Mais uma excelente matéria, e sobre um dos assuntos que mais me interessam. A primeira coisa que li em minha vida, assim que aprendi a ler, foi uma História em quadrinhos: Tex #01, "O Signo da serpente". Antes, já folheava quadrinhos que um amigo de meu irmão tnha, A Tumba de Drácula e Morbius, o vampiro vivo, doido pra conseguir ler - teho uma fascinação por vampiros desde a tenra idade, também. Em 1982, com 11 anos, comecei a mergulhar nos quadrinhos de super-heróis, quando comprei o #01 do Incrível Hulk da Marvel. Epic Marvel e Camelot 3000 já tinham dado o tom, mas foi realmente com o Cavaleiro das trevas e, principalmente, Watchmen, que tudo mudou. Teve em mim mais ou menos o mesmo impacto do punk rock no mundo do rock: vendi toda a minha coleção de quadrinhos em formatinho que tinha - para alívio de minha mãe - e passei a comprar apenas graphic novels. nunca parei, compro até hoje - tenho quase tudo que saiu da Vertigo no Brasil - sou preguiçoso, nunca aprendi inglês a ponto de ler fluentemente ...

Adelvan disse...

Vc citou os quadrinhos franco-belgas no fim da matéria. Recomendo, de lá, "Aldebaran", que na verdade é feito por um brasileiro chamado Leo. Ele era militante de esquerda na época da ditadura, foi exilado e na europa alcançou relativo sucesso como quadrinhista. Essa série é a unica que conheço dele, mas é absolutamente sensacional.

Adelvan disse...

Sobre o rock sergipano, devo dizer que, infelizmente, o melhor momento está até passando. Sinto um grande desanimo na cena local, bandas excelentes, como os Mamutes, estão em hibernação, por pura falta de estímulo, retorno de publico minimo pra sustentar uma estrutura minima, mesmo precária. Plástico Lunar, que na minha humilde opinião teria que figurar tranquilamente em qualquer lista de 10 melhores bandas de rock do Brasil, segue se arrastando, eternamente do nada para lugar nenhum. Ainda bem que temos os Baggios e seu incrivel talento e força de vontade. Que o sucesso deles traga algum gás para a combalida cena local, que já teve dias melhores - e piores, também, claro. Em todo caso, deixo aqui um textão que fiz há algum tempo sobre os primeiros anos do rock sergipano, se quiser me dar a honra de uma passada de olhos ...

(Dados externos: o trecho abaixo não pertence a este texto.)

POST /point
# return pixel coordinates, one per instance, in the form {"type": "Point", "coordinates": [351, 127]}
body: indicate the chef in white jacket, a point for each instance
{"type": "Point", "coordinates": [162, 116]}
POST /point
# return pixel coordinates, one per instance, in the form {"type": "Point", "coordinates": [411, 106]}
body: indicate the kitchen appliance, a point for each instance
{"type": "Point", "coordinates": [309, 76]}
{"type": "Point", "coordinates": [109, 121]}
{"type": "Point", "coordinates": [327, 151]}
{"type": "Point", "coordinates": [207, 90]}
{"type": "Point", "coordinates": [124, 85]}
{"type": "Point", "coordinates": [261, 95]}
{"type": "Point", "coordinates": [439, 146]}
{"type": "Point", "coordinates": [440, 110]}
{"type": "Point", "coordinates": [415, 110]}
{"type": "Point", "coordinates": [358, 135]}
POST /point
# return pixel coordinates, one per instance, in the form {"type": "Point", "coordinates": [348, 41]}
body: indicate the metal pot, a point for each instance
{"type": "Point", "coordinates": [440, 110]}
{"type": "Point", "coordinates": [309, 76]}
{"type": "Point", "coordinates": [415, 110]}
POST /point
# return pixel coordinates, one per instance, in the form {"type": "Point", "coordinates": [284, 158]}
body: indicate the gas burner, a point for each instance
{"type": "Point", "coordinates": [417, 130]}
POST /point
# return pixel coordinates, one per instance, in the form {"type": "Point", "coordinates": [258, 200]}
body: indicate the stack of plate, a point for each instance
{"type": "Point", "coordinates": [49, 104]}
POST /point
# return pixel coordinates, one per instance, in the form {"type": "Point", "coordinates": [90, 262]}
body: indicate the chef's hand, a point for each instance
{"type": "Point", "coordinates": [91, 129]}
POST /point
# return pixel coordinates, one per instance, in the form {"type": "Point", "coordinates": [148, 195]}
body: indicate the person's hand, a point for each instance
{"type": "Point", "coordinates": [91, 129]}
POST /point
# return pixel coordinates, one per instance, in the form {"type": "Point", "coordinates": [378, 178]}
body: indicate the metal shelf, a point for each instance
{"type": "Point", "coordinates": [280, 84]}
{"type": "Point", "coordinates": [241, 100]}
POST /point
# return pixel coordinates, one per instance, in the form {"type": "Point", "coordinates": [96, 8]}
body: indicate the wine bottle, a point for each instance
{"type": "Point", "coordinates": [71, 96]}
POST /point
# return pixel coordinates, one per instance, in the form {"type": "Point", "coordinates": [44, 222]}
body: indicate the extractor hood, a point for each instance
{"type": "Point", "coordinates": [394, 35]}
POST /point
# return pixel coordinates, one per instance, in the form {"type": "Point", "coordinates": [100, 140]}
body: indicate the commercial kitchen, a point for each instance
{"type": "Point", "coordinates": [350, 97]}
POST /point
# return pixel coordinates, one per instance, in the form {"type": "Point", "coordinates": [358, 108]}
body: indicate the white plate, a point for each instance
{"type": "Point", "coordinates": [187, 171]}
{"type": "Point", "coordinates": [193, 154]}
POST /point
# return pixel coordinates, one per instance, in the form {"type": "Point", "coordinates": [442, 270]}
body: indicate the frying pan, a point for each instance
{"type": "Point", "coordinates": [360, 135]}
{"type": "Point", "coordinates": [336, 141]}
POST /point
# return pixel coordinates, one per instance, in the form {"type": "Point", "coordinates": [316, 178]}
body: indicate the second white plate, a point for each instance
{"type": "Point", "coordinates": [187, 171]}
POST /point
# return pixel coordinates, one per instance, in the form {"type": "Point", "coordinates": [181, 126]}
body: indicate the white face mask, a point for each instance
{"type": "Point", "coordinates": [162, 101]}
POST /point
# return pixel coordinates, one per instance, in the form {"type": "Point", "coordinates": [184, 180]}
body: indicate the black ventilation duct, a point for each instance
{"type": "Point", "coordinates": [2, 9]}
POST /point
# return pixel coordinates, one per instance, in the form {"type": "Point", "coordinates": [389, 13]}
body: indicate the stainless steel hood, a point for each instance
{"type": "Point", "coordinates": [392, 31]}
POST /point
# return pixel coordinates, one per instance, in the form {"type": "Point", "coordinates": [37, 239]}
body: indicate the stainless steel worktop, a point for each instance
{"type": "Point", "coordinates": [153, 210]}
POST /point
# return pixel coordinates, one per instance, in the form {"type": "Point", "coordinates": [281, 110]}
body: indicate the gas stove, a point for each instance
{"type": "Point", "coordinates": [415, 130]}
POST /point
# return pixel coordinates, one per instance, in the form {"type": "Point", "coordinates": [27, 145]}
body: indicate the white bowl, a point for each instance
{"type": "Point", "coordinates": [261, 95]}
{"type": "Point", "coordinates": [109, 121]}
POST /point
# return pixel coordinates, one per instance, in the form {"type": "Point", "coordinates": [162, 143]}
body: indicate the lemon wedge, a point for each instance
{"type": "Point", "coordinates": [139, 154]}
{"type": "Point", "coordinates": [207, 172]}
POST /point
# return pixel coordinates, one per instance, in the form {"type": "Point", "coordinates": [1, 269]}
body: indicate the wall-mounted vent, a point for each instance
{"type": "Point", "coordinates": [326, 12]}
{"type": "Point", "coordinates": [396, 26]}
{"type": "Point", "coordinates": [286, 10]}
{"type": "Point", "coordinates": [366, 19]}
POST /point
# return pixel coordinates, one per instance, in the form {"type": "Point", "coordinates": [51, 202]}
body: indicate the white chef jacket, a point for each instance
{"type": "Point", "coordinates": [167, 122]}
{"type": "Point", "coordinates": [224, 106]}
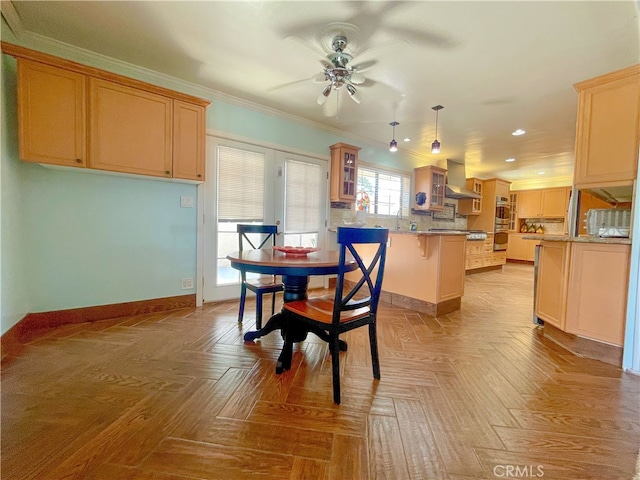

http://escarronapalm.blogspot.com.br/2011/03/dossie-rock-sergipano.html

Franchico disse...

Grato, Mestre Adelvas!

Deixei um comment pra vc lá no seu post do Rock Sergipano!

Seu post é leitura básica para quem quiser saber mais do rock de Sergipe, estado que gosto muito!

Parabéns, velho!

Franchico disse...

O Jesus Freak está está certo: o fim está próximo:

https://br.noticias.yahoo.com/o-fim-da-humanidade-est%C3%A1-pr%C3%B3ximo-segundo-os-155436203.html

Não tãããão próximo. Mas próximo o bastante.